= Nemuro Belt =

The Nemuro Belt (根室帯, Nemuro-tai) is the easternmost tectonic unit or terrane of Hokkaidō, Japan. The boundary with the Tokoro Belt to the west is marked by the Abashiri Tectonic Line (網走構造線), which runs from the area of Abashiri on the north coast to that of Urahoro on the south coast, the southern portion coinciding with the Urahoro Fault (浦幌断層).

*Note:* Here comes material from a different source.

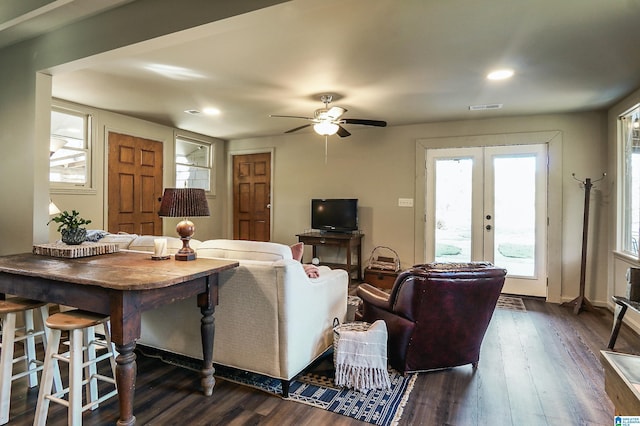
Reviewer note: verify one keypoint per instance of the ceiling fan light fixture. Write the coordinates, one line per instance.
(326, 128)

The belt is composed of volcanogenic sediments and volcanic rocks — for the most part, basalt and andesites; these may be remnants of an island arc that took shape over an "east or southeast dipping intraoceanic subduction zone". As dated by potassium–argon geochronology and radiolarians, the oldest sequences are Campanian‐Maastrichtian. The belt has rotated counterclockwise some 15–25° since the Late Cretaceous.

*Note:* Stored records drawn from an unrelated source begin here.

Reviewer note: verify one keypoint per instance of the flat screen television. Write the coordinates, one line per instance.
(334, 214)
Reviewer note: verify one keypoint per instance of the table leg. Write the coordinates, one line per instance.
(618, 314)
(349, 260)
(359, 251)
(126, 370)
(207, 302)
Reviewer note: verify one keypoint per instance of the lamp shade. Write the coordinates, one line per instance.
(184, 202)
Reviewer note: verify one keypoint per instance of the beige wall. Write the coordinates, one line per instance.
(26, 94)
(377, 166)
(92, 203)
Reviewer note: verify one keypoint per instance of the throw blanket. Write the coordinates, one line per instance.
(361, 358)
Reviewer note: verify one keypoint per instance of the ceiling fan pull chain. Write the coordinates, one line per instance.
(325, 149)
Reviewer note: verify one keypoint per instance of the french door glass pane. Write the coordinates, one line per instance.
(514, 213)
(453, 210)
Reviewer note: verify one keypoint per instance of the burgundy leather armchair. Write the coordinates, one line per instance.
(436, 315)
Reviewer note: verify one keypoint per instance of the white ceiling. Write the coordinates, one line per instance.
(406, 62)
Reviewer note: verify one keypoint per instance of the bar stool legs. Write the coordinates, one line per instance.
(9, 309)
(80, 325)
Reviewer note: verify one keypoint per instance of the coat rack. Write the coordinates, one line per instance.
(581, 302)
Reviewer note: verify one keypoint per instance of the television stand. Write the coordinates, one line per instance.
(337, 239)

Running roughly east to west, the primary rock strata of the Nemuro Belt are the Late Cretaceous (Campanian) to early Palaeogene (Palaeocene and, in places, Eocene) deposits of the Nemuro Group (根室層群), which occur in the Shiranuka Hills and extend along the south coast from Kushiro and the Nemuro Peninsula into the South Kurils, to Zelyony (Shibotsu) and Shikotan, and perhaps as far as the submarine Vityaz Ridge. The Nemuro Group is in part overlain by the Middle Eocene Urahoro Group (浦幌層群), which is in turn overlain by the Upper Eocene to Lower Oligocene Onbetsu Group (音別層群).

==Nemuro Group==
The group includes the following formations, in ascending order:
- Nokkamappu Formation (ノッカマップ層)
- Ōtamura Formation (太田村層)
- Monshizu Formation (門静層)
- Oborogawa Formation (尾幌川層)
- Hamanaka Formation (浜中層)
- Akkeshi Formation (厚岸層)
- Tokotan Formation (床潭層)
- Kiritappu Formation (霧多布層)

==Urahoro Group==
The group includes the following formations, in ascending order:
- Beppo Formation (別保層)
- Harutori Formation (春採層)
- Tenneru Formation (天寧層)
- Yūbetsu Formation (雄別層)
- Shitakara Formation (舌辛層)
- Shakubetsu Formation (尺別層)

At the western end, the Rushin Formation (留真層) correlates with the Beppo, Harutori, and Tenneru Formations.